Fig. 5 shows the comparison between the experimental (green lines) and the computational IR spectra. As already noticed in Fig. 3 for [C4mim]BF4, all FFGenOpt optimized spectra (blue lines) have a significantly improved agreement with the experimental spectrum compared to the original force field in red. This applies to the peak positions and their shape. Only the IR spectrum of [C2mim]OTf in Fig. 5a misses some important peaks around 1200 cm−1. An MD simulation based on ML potentials (orange line) is more capable of capturing the main features of the experimental spectrum between 1300 cm−1 and 1000 cm−1 in case of [C2mim]OTf and thus may be a promising alternative to polarizable FF simulations.


image file: d3cp00932g-f5.tif
Fig. 5 Comparison of experimental and computational IR spectra of (a) [C2mim]OAc, (b) [C2mim]OTf and (c) [C2mim] N(CN)2 in the liquid phase. ML + FF (red curves) spectra are obtained from simulations where FF and ML potentials are equally mixed.

Despite being smaller by a factor of 50 in size, the computational cost of the ML-based potentials is more than one order of magnitude higher, limiting its general applicability. Additionally, some chemical elements like boron are not available in ANI-2x.62 Consequently, polarizable FF simulations and ML potentials have to be mixed. In the case of [C4mim]BF4, the forces on the imidazolium are computed via the ML potentials, and the FF propagates the BF4 anions. Interestingly, this combination shifts the BF4-peak very close to the experimental IR frequency of 1050 cm−1 although the anions were described by the polarizable FF and not the ML-based potential (see ESI).
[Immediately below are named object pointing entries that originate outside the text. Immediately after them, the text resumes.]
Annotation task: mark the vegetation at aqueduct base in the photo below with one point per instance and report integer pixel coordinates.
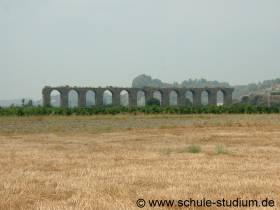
(153, 109)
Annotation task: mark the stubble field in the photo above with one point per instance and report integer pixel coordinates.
(108, 162)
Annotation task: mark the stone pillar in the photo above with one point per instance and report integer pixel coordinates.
(227, 96)
(197, 97)
(148, 95)
(165, 97)
(116, 98)
(181, 99)
(212, 97)
(81, 98)
(99, 96)
(46, 97)
(132, 98)
(64, 98)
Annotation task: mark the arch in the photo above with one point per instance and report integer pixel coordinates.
(73, 98)
(157, 95)
(124, 98)
(141, 98)
(220, 98)
(90, 98)
(173, 98)
(205, 97)
(189, 97)
(55, 98)
(107, 97)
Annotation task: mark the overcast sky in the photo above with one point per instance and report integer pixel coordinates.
(109, 42)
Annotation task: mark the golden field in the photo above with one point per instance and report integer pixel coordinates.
(108, 162)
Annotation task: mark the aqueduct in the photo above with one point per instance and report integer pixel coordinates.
(165, 94)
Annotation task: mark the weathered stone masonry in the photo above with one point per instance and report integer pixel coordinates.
(132, 93)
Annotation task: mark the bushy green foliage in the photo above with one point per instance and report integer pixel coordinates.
(112, 110)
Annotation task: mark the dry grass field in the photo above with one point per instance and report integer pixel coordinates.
(108, 162)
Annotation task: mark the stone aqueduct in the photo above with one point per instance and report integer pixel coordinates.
(132, 95)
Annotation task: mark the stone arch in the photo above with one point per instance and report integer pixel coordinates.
(90, 98)
(141, 98)
(107, 97)
(173, 98)
(73, 98)
(220, 97)
(157, 94)
(55, 98)
(205, 96)
(189, 95)
(124, 98)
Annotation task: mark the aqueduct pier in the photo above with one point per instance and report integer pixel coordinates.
(133, 94)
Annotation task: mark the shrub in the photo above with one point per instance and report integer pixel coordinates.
(220, 149)
(194, 148)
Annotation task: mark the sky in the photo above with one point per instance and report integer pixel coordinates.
(109, 42)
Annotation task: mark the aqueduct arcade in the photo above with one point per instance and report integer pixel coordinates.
(179, 95)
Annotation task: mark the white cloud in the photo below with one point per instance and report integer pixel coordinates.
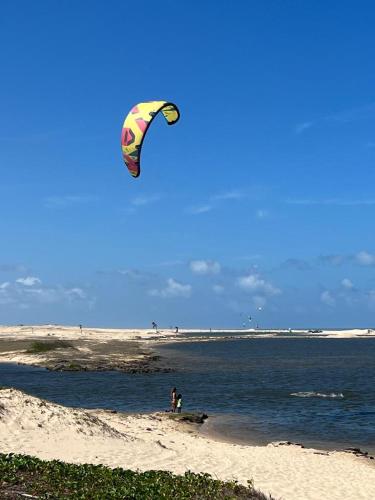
(229, 195)
(301, 127)
(67, 200)
(173, 289)
(140, 201)
(327, 298)
(365, 258)
(76, 293)
(331, 201)
(29, 281)
(205, 267)
(201, 209)
(261, 214)
(346, 283)
(259, 302)
(253, 283)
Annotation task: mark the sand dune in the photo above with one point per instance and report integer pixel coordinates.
(47, 430)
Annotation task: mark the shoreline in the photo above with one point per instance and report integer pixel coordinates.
(33, 426)
(68, 348)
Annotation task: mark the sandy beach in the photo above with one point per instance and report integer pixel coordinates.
(40, 428)
(30, 425)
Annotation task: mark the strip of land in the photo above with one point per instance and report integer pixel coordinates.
(69, 348)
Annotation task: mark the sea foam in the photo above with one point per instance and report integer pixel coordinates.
(314, 394)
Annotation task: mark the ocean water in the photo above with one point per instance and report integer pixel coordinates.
(320, 392)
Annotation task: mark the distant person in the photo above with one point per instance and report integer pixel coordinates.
(173, 399)
(179, 403)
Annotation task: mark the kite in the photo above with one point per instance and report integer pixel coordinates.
(135, 128)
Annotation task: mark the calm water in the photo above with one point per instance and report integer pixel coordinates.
(317, 391)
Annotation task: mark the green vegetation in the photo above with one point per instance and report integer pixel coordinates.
(39, 347)
(59, 480)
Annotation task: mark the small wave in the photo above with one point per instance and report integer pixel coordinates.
(313, 394)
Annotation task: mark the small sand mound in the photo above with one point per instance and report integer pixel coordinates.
(22, 411)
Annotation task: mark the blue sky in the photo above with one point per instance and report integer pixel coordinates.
(259, 202)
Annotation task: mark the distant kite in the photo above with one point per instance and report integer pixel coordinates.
(135, 128)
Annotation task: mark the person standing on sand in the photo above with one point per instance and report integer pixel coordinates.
(179, 403)
(173, 399)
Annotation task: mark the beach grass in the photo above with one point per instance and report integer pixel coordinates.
(38, 347)
(25, 475)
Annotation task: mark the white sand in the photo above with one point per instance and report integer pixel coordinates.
(49, 431)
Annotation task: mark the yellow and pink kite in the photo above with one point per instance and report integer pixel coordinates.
(135, 128)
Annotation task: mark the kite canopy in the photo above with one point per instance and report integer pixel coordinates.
(135, 128)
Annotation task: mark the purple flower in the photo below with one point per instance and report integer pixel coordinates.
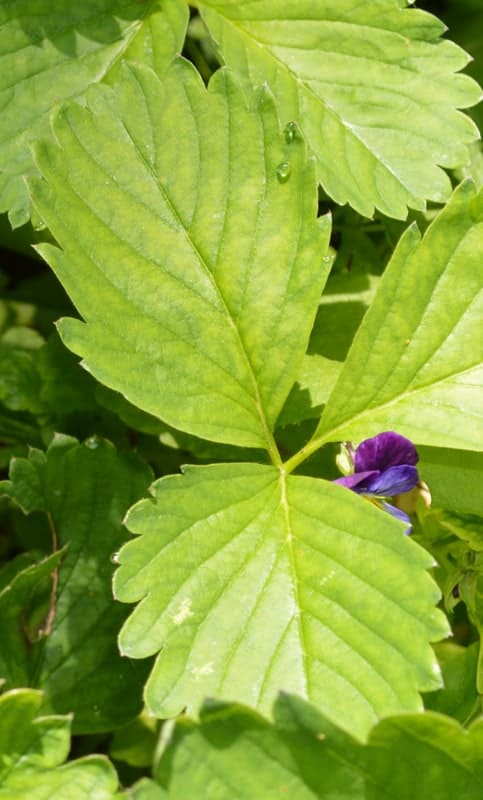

Although still faster than ab initio MD simulations, the huge increase in computational time by ML-based potentials is not always justified, as the corresponding IR spectra (yellow lines) do not automatically agree better with the experiment than polarizable FF simulations (blue lines). In the case of [C2mim] OAc, polarizable FF simulations perform as good as the ML-based potentials (see Fig. 5b) and even outperform ML-based potentials in the case of [C2mim]N(CN)2 in Fig. 5c. The experimental peak structure between 2050 and 2250 cm−1 is blue-shifted by 200 cm−1 and broadened significantly for the ML-based potentials. Also, the experimental double peak structure at 1220 cm−1 is reduced to one peak. In contrast, the experimental peak structure between 2050 and 2250 cm−1 (green) is red-shifted by 100 cm−1 in the FFGenOpt based trajectories (blue). Also, the double structure at 1220 cm−1 is red-shifted by roughly 250 cm−1.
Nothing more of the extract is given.